In [None]:
# setup e test librerie
%pip install numpy
%pip install pandas
%pip install matplotlib
%pip install scikit-learn
%matplotlib inline
import numpy as np
import pandas as pd
import matplotlib.pyplot as plt
import sklearn

# Loading Datasets

In [None]:
dailyCalories = pd.read_csv("Fitabase Data 4.12.16-5.12.16/dailyCalories_merged.csv")
dailyIntensities = pd.read_csv("Fitabase Data 4.12.16-5.12.16/dailyIntensities_merged.csv")
dailySteps = pd.read_csv("Fitabase Data 4.12.16-5.12.16/dailySteps_merged.csv")
dailyDistances = pd.read_csv("Fitabase Data 4.12.16-5.12.16/dailyDistances_merged.csv")
dailySleep = pd.read_csv("Fitabase Data 4.12.16-5.12.16/sleepDay_merged.csv")
heartrateSeconds = pd.read_csv("Fitabase Data 4.12.16-5.12.16/heartrate_seconds_merged.csv")
weightLog = pd.read_csv("Fitabase Data 4.12.16-5.12.16/weightLogInfo_merged.csv")

In [None]:
from functools import reduce 

# merge dei dataset
activity_dfs = [dailyCalories, dailyIntensities, dailySteps, dailyDistances]
activity_dfs = [df.assign(Day=pd.to_datetime(df['Day'])) for df in activity_dfs]
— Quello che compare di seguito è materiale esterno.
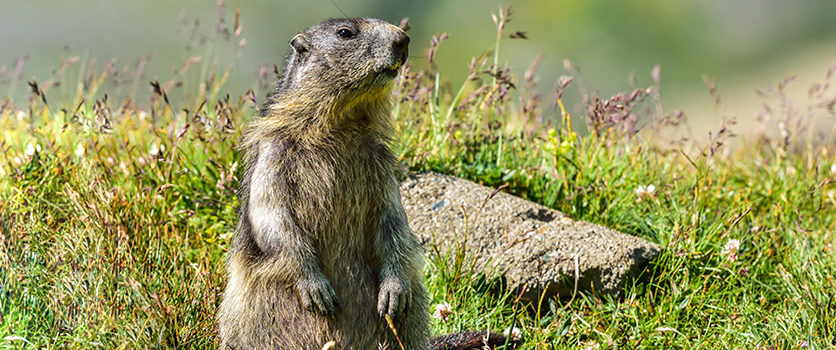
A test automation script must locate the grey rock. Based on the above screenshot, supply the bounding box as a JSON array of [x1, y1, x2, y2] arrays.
[[401, 173, 660, 300]]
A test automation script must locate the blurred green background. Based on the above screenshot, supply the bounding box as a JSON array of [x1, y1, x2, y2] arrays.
[[0, 0, 836, 134]]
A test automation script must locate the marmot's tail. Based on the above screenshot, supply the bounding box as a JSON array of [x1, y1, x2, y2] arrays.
[[430, 332, 519, 350]]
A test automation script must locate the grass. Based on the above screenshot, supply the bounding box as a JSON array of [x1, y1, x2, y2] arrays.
[[0, 5, 836, 349]]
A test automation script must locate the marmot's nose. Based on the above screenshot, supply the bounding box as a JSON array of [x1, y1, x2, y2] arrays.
[[392, 32, 409, 59]]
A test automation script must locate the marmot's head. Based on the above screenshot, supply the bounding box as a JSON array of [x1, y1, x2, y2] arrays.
[[278, 18, 409, 97]]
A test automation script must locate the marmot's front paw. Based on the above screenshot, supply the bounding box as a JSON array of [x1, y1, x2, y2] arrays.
[[296, 273, 337, 316], [377, 274, 412, 318]]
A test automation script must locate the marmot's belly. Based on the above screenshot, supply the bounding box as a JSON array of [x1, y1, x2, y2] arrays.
[[251, 262, 388, 350]]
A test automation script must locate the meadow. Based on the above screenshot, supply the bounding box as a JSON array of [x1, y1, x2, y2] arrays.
[[0, 6, 836, 349]]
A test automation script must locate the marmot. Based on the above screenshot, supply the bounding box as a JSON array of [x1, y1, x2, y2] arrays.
[[218, 18, 516, 350]]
dailyActivities = reduce(lambda left,right: pd.merge(left,right,on=['Id', 'Day'], how='outer'), activity_dfs)

# raffinamento dei dati
dailyActivities.set_index(['Id'], inplace=True)
dailyActivities['Day'] = pd.to_datetime(dailyActivities['Day'])
dailyActivities.head(5)

## Data Visualization

In [None]:
dailyActivities.plot.scatter(x='StepTotal', y='Calories')

In [None]:
dailySleep.plot.scatter(x='Day', y='TotalMinutesAsleep')

In [None]:
dailySleep.plot.scatter(x='TotalTimeInBed', y='TotalMinutesAsleep')

### Kcal comsumption prediction

In [None]:
# MSE e R^2 sono incluse in scikit-learn
from sklearn.metrics import mean_squared_error, r2_score

# definisco l'errore relativo
def relative_error(y_true, y_pred):
    return np.mean(np.abs((y_true - y_pred) / y_true))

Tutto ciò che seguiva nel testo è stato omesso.